Among the first 40 developing countries to submit global warming adaptation plans to the U.N.  Framework Convention on Climate Change, 37 linked population growth to global warming. But only six of those countries incorporated contraception into their plans, according to Lancet. That should change, the editorial says.

and from a second source: “The world’s population is expected to reach more than 9 billion people by 2050, with 95 percent of this growth in developing countries. Those in support of investing in reproductive health services and contraception to combat climate change argue that having fewer children means less carbon emissions and less strain on diminishing natural resources.
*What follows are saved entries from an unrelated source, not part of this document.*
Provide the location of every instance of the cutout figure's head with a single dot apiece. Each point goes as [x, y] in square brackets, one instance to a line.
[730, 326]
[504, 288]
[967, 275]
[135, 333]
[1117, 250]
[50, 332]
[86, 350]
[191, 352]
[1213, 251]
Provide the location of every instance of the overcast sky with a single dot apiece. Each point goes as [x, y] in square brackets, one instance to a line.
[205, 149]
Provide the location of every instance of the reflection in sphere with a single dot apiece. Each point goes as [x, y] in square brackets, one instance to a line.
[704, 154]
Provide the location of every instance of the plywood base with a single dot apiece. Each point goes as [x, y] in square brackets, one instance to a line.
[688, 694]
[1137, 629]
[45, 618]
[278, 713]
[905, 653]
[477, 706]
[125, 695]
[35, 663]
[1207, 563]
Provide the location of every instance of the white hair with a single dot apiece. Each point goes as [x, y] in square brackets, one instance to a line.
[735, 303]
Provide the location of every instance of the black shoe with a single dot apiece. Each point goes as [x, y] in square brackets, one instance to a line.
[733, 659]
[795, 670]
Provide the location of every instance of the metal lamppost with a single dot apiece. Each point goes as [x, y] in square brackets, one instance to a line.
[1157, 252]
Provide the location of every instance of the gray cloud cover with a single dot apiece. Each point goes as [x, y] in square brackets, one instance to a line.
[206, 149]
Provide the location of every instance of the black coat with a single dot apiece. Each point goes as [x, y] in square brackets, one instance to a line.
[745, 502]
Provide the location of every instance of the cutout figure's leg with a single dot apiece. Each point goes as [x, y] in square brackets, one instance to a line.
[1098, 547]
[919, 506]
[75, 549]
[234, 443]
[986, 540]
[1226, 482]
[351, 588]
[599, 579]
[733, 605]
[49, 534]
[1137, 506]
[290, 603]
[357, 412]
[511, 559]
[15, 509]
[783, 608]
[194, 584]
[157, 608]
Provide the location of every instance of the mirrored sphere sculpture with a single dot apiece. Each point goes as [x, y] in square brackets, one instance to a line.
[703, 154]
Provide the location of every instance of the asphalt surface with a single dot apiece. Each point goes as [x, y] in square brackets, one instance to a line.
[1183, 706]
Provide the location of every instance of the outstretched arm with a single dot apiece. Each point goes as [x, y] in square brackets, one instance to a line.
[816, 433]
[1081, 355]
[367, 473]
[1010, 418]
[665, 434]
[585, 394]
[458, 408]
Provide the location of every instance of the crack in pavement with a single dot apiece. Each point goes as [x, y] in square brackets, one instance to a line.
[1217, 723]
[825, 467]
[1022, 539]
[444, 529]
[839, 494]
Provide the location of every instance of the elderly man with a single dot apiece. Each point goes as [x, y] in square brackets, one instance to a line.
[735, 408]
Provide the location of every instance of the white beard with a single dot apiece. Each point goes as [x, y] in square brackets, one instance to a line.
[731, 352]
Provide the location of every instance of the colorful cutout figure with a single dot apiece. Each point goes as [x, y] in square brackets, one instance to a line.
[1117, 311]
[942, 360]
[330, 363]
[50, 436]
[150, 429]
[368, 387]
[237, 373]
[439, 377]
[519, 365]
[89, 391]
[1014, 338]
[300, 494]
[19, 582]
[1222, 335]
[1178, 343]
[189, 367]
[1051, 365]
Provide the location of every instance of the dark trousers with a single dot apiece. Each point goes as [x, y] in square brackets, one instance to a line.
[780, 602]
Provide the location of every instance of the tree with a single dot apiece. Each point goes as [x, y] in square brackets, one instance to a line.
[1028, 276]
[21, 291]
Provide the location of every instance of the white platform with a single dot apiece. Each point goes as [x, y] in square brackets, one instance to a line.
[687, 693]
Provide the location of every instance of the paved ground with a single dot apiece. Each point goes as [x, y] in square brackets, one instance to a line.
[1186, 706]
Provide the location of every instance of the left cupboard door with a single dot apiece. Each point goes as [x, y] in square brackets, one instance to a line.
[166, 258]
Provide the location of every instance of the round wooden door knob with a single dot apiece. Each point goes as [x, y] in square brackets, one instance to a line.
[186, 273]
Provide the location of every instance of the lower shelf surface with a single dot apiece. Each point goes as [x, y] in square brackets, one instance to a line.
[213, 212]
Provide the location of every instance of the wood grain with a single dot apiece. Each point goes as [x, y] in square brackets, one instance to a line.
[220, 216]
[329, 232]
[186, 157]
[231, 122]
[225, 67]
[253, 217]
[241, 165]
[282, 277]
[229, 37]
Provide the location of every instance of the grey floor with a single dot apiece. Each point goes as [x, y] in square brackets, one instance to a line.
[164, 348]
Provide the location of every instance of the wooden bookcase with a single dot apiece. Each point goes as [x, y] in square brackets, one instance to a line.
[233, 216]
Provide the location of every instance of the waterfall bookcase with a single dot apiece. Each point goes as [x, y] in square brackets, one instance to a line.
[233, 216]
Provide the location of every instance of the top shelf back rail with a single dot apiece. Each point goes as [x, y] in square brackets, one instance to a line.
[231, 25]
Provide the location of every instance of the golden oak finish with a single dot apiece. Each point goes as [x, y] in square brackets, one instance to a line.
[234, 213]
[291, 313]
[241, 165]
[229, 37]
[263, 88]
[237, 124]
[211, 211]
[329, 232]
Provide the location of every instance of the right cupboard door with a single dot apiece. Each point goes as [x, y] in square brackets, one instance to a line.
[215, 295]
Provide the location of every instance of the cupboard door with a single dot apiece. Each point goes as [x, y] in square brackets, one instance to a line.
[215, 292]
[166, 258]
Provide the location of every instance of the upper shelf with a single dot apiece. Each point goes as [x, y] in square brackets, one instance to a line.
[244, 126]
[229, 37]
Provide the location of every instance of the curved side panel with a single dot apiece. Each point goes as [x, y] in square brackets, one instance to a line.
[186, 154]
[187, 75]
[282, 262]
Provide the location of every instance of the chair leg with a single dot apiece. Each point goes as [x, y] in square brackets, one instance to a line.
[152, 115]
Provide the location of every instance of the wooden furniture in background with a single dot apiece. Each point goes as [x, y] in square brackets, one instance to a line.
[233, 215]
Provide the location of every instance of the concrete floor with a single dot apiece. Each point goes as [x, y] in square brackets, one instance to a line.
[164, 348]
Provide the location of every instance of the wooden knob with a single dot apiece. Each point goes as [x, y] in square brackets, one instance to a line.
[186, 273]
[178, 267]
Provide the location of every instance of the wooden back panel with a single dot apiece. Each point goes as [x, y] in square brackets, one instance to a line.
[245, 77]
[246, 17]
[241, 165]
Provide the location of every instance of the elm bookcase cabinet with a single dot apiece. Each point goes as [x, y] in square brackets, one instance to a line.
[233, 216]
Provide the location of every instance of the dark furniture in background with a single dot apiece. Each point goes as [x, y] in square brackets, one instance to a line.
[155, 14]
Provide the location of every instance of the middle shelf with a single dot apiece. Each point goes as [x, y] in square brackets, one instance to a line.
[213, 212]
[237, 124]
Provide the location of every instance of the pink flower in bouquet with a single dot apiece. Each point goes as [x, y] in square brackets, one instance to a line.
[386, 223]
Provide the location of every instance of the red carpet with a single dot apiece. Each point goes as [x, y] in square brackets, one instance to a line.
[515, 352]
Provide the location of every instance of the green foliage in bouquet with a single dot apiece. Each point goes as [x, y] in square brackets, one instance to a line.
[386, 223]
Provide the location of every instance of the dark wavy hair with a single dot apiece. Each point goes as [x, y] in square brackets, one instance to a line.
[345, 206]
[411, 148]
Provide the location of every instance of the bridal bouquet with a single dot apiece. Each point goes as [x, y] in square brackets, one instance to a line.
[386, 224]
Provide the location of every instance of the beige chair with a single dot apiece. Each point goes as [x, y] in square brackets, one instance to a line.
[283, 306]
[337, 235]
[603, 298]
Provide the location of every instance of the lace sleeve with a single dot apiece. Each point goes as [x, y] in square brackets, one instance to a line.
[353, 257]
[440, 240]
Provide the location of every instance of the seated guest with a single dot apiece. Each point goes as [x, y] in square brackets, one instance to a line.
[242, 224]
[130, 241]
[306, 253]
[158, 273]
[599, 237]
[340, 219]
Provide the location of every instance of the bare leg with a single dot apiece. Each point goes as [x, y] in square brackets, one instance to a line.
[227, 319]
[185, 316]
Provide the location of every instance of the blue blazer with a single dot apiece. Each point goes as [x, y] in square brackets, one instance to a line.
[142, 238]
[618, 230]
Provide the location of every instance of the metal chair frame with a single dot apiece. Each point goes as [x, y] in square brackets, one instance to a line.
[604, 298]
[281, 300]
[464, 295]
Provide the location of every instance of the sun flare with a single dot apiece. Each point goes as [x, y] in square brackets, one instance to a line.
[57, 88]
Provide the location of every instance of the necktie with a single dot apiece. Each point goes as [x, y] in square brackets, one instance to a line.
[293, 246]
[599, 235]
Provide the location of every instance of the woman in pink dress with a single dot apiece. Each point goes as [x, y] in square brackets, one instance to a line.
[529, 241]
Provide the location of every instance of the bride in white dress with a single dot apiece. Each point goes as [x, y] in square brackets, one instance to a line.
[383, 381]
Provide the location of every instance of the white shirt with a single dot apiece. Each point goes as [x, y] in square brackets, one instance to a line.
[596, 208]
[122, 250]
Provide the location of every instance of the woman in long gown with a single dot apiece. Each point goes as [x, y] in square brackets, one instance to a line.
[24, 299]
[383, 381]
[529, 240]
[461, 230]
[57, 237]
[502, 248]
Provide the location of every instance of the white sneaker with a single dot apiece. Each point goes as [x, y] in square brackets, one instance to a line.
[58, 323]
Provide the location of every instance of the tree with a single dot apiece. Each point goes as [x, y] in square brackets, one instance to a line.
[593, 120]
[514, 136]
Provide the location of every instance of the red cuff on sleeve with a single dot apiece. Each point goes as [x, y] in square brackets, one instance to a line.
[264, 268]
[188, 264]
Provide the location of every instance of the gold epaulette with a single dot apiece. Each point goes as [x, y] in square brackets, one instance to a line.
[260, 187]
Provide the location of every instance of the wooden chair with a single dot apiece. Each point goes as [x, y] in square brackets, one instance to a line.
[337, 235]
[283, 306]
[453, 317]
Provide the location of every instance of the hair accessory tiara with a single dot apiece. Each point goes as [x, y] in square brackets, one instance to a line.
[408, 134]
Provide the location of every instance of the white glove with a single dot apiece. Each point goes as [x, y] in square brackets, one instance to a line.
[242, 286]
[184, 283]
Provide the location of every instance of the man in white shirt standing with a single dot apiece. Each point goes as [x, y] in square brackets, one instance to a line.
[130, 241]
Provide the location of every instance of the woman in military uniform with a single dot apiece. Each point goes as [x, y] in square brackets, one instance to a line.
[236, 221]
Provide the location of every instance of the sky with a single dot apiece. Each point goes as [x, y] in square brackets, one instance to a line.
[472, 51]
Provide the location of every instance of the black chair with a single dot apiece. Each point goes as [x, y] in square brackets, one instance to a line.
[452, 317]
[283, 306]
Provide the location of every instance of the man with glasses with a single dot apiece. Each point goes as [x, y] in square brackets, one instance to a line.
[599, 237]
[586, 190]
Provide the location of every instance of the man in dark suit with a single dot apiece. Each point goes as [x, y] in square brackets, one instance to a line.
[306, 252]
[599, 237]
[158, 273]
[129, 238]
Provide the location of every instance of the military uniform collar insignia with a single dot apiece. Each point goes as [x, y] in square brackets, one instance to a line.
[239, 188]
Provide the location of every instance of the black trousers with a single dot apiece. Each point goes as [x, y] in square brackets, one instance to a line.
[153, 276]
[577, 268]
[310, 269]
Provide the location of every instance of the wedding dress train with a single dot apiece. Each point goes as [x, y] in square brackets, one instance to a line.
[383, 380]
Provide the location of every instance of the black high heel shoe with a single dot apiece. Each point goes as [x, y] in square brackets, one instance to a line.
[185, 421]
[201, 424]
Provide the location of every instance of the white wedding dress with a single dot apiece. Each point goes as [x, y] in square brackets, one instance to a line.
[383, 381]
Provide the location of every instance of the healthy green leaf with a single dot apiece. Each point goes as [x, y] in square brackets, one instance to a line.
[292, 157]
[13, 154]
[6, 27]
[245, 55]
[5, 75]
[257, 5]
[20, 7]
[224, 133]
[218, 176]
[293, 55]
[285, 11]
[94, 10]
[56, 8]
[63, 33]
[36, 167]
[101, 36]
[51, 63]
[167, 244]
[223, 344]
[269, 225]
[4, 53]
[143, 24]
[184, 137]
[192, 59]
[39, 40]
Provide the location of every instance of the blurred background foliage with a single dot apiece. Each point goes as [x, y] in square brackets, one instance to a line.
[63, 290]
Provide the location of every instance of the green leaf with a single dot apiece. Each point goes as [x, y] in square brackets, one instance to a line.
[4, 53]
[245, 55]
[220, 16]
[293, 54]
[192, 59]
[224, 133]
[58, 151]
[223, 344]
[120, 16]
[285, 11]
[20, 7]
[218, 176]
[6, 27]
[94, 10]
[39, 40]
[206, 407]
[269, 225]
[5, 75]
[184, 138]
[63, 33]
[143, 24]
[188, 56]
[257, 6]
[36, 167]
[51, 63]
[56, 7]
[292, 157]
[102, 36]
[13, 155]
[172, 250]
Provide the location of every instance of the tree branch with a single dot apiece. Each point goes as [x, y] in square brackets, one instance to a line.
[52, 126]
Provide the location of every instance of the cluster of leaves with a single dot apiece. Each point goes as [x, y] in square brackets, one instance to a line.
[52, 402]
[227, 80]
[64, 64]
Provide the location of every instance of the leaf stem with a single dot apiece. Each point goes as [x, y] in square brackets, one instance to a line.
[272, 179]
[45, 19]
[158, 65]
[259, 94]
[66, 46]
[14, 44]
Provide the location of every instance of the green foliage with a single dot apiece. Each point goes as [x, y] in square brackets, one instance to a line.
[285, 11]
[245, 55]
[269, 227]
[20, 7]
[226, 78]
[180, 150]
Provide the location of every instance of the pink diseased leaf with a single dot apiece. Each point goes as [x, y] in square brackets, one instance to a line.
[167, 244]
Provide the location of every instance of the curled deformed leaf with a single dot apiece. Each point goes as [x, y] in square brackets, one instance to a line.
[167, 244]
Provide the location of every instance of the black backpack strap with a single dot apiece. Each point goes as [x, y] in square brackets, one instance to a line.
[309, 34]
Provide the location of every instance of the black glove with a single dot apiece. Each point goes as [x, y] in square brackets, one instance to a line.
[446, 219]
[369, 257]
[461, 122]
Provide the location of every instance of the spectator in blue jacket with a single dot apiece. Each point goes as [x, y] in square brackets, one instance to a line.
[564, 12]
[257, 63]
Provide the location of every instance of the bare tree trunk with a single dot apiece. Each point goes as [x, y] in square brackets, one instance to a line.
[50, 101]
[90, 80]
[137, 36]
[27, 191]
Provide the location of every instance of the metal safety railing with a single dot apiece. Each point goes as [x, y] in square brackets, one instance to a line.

An editorial in the medical journal Lancet last month called attention to the links between rapid population growth and increased vulnerability to the consequences of climate change, such as food and water scarcity and environmental degradation. It suggested that by reducing unintended pregnancies, we could slow the high rates of population growth and possibly ease pressure on the environment. The Lancet says that over 200 million women want, but currently lack, access to modern contraceptives, resulting in 76 million unintended pregnancies every year.

An economic case was made for investing in reproductive health by a recent study from the London School of Economics (LSE) and commissioned by the UK-based Optimum Population Trust. It showed that contraception is almost five times cheaper than leading green technologies, such as wind and solar power and hybrid or electric cars, to combat climate change. Specifically, the study found that each $7 (£4) spent on basic family planning over the next four decades would reduce global carbon dioxide emissions by more than a ton, but it would cost a minimum of $32 (£19) to achieve the same result with low-carbon technologies.”